🤖 AI Summary
Offline reinforcement learning (RL) commonly relies on conservatism—e.g., action penalization or myopic planning—to mitigate out-of-distribution risks, yet this paradigm inherently restricts long-horizon planning and generalization. This work challenges the universality of conservative design and introduces the first Bayesian offline RL framework that dispenses with explicit conservatism. Our method employs a Bayesian world model to characterize posterior uncertainty over environment dynamics, coupled with a policy network conditioned on historical state sequences and an adaptive long-horizon planning mechanism; cognitive uncertainty is explicitly modeled during training. This formulation effectively mitigates error accumulation and value overestimation, enabling robust planning over hundreds of steps. Evaluated across seven benchmarks from D4RL and NeoRL, our approach achieves state-of-the-art performance, substantially outperforming mainstream conservative algorithms. Results demonstrate the efficacy and robustness of the non-conservative Bayesian paradigm—particularly under low-quality datasets and complex tasks.
📝 Abstract
Popular offline reinforcement learning (RL) methods rely on conservatism, either by penalizing out-of-dataset actions or by restricting planning horizons. In this work, we question the universality of this principle and instead revisit a complementary one: a Bayesian perspective. Rather than enforcing conservatism, the Bayesian approach tackles epistemic uncertainty in offline data by modeling a posterior distribution over plausible world models and training a history-dependent agent to maximize expected rewards, enabling test-time generalization.
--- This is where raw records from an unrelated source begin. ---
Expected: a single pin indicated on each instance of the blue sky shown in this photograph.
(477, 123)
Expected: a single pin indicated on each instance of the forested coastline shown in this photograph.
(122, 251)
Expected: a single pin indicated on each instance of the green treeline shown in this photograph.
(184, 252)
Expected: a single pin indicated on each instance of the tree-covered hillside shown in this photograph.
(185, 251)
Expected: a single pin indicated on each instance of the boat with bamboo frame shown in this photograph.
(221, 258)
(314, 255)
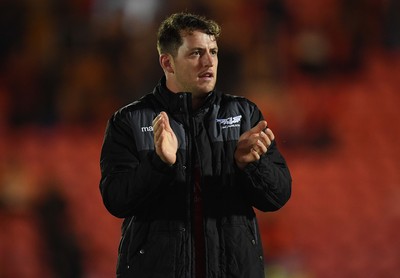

We first illustrate, in a bandit setting, that Bayesianism excels on low-quality datasets where conservatism fails. We then scale the principle to realistic tasks, identifying key design choices, such as layer normalization in the world model and adaptive long-horizon planning, that mitigate compounding error and value overestimation. These yield our practical algorithm, Neubay, grounded in the neutral Bayesian principle. On D4RL and NeoRL benchmarks, Neubay generally matches or surpasses leading conservative algorithms, achieving new state-of-the-art on 7 datasets. Notably, it succeeds with planning horizons of several hundred steps, challenging common belief. Finally, we characterize when Neubay is preferable to conservatism, laying the foundation for a new direction in offline and model-based RL.